The Utilities will sell their first-born down the river for 5-cents per hundredweight. Fuel is their largest expense, and they will shift fuels in a NY Minute.
Make no hasty moves with plant. Mothball, perhaps, but not remove.
The railroads made the same mistake between 1950 and 1980, just before the demand for passenger service and increasing freight was on the rise. Back then, a lot of the ROWs were sold to private interests, eliminating future opportunities for restored routes (it’s always easier to restore what’s still there). Mark my words: PSR is not forever, right now it’s a thing. The railroads will need those defunct roadways one day.
Is this the opportunity to reconfigure lines for different and probably faster traffic?
As noted by some of the earlier posts, CSX and NS should proceed with caution on downsizing the tracks and sidings serving the coal industry. Oil, gas and coal prices vary and if the price of oil and gas continue to increase coal may become more competitive and demand for rail service will increase. Even though the energy markets are trying to move away from carbon based fuels to generate electricity, coal will be a required back up for years to come. I also read where China is still increasing the use of coal to generate electricity so the export market may continue to grow. As a CSX stockholder I hate to see cuts that may cause lower profits long term. This trend to grow profits at the expense of cutting capacity is a short term road to lower long term profits.
Meanwhile, back at the energy ranch, Natural Gas prices have about doubled in the last 6 months. When the price of coal vs gas becomes a little more on an even playing field, who’s going to ship the coal when the tracks are gone?
Not anymore.
https://oilprice.com/ Down today 1.13% to 3.771, been dropping markedly for a couple weeks now.
We all know how this will play out. Engineering will run simulations and determine they can remove x miles of 2nd main and y number of sidings on the branches and still get the work done smoothly. Then the ivory tower will order 2x of 2nd main removed and 3y number of sidings removed to “save even more.” Dysfunction will be the inevitable result and they will spend 3 times the projected savings in additional operating costs. Let the finger-pointing begin.
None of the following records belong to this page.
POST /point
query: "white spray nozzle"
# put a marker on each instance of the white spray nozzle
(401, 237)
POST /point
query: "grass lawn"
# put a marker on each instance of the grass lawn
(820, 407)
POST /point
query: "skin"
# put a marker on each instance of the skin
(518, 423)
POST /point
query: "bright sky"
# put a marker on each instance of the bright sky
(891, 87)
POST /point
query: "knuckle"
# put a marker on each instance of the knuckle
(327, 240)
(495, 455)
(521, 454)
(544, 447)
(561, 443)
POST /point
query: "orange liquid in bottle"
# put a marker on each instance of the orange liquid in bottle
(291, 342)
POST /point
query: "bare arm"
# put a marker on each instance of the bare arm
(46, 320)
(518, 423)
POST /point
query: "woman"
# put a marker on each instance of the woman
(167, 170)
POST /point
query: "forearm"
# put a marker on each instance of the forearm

John, it would make sense if CSX and NS consolidated track in coal country. Empty westbounds could go up the steeper N&W, while loaded eastbounds could go down the gentler C&O. The Newport News coal docks could be closed in favor of the much lager Lambert’s Point in Norfolk. Coal trains coming off the C&O would have to go over the ACL between Richmond and Petersburg, then down the N&W to Norfolk. Call it Coalfield Shared Assets!
I wonder if there are possible NS-CSX track sharing consolidations that would facilitate infrastructure reductions in coal country?